Ailede Nasıl Bir Yol İzleyelim?
“Peki ne yapalım, ailede nasıl bir yol izleyelim?” sorusu akla geliyor hemen. Önerim, her ana babanın kendi aileleriyle ilgili olarak hangi temel değerleri pusula olarak kabul edeceğine karar vermesi ve şimdiden sonra tüm davranışlarını bu değerlerle ahenk içinde yürütmesidir.
Doğanın takip ettiği temel yöntem her bir canlının davranışının sonucuyla karşılaşmasıdır. Doğa bu kuralda hiçbir istisna tanımaz. Doğa ile ahenk içinde yaşayan birey ve toplumlar sağlıklı ve güçlü olurlar. Doğanın düzenini umursamayanlar zaman içinde sorunlarla kuşatılır.
Bu anlamda bir musibet bir nasihatten iyidir, derler. Ailenin değerleri öyle bir ortam yaratmalı ki, bu aile içinde herkes yaptığı davranışın sonuçlarını istisnasız yaşayabilmeli.
Bu değerler ailenin vizyonunun temelini oluşturur. Çocuğun davranışı bu değerlere uymadığı zaman hemen bu davranışla ilgilenmek ve takip etmek gerekir. Bu davranışın hangi değeri ihlal ettiği, bu değerin aile için, yaşam için anlamının ne olduğu anlatılır ve o değeri ihlal etmenin sonucunu çocuk yaşar. Ve bu konuda hiç taviz verilmez, hiç göz yumulmaz. Çocuk kendisine sabırla ve ısrarla anlatılan değerleri öğrenir ve onu gelişen vicdanının öğesi yapar. Çocuğun vicdanı içerikleştirdiği değerlerden oluşur.

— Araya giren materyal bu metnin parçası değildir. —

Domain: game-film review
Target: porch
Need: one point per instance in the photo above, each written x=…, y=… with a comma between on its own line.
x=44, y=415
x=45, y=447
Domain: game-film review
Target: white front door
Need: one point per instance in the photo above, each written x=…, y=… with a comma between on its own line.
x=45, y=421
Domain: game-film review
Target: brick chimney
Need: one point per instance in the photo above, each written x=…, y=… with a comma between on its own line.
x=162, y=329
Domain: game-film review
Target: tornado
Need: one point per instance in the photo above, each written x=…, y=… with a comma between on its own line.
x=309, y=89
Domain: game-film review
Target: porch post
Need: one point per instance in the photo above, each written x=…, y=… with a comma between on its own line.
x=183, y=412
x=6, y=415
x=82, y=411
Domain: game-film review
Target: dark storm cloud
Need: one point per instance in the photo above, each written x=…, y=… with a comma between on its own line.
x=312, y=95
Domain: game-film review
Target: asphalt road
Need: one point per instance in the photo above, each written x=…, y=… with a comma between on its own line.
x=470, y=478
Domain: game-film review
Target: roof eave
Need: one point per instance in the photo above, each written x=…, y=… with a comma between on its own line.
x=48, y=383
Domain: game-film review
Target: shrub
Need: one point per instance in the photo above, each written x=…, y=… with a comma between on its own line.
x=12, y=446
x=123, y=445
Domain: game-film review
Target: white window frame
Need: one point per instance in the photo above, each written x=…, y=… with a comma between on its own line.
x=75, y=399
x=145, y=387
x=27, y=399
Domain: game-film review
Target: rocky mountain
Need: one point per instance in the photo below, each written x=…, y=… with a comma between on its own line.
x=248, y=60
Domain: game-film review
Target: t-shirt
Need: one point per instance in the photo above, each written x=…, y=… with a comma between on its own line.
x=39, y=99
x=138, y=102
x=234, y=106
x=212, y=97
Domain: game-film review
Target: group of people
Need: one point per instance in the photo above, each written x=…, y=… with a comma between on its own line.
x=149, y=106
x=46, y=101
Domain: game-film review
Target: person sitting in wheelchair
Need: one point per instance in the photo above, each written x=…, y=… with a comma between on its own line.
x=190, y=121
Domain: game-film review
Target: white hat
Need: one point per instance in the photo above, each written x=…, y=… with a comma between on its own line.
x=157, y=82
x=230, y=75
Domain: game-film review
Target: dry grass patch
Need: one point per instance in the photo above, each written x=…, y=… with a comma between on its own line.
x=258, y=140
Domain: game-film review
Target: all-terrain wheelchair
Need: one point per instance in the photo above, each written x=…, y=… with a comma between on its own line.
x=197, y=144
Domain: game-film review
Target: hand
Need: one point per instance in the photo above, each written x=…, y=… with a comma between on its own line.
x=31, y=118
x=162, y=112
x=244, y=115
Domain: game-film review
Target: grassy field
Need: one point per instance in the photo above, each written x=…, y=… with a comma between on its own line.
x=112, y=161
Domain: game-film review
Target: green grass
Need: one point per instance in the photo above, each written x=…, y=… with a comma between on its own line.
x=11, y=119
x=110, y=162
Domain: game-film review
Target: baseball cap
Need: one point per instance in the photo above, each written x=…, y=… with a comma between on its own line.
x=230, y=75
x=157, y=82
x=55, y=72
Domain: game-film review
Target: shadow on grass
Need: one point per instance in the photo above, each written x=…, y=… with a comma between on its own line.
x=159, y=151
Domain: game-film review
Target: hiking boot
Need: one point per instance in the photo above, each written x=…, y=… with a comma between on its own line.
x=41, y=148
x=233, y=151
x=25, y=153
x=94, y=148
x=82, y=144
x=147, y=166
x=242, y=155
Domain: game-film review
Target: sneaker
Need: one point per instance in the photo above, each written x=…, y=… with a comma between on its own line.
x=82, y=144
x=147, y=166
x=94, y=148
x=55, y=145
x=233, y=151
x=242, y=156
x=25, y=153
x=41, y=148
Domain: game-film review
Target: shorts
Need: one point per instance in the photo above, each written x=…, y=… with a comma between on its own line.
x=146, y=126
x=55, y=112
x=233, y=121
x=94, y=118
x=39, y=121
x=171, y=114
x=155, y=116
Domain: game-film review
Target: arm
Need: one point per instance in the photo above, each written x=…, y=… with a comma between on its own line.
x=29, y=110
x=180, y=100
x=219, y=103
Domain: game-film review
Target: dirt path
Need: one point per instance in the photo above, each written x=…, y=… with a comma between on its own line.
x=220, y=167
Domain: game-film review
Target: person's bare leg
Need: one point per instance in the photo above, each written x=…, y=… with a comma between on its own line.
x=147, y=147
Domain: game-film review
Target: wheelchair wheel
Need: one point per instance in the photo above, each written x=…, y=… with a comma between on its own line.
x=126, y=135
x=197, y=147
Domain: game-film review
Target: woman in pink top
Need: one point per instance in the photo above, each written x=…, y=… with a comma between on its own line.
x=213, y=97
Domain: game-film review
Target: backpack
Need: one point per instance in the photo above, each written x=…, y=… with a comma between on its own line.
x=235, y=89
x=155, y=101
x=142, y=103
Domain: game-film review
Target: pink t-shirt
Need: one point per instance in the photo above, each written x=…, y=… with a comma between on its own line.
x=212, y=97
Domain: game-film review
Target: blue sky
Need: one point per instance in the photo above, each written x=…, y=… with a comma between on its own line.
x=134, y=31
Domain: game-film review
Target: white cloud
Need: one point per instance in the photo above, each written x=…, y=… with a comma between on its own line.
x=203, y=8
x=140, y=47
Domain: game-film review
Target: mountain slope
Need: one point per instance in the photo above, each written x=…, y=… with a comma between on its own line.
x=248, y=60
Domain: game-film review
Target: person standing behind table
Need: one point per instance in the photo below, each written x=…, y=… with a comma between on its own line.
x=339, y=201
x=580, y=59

Aile vizyonunuzun temelini oluşturan değerler üzerinde ciddi olarak çalışmayı, zaman harcamayı tüm karı kocalara, ana babalara ısrarla öneririm. (İçimizdeki Biz ve İletişim Donanımları kitaplarımda değerler ve ait olma birey olma konularını değişik açılardan ayrıntılı olarak irdeledim.)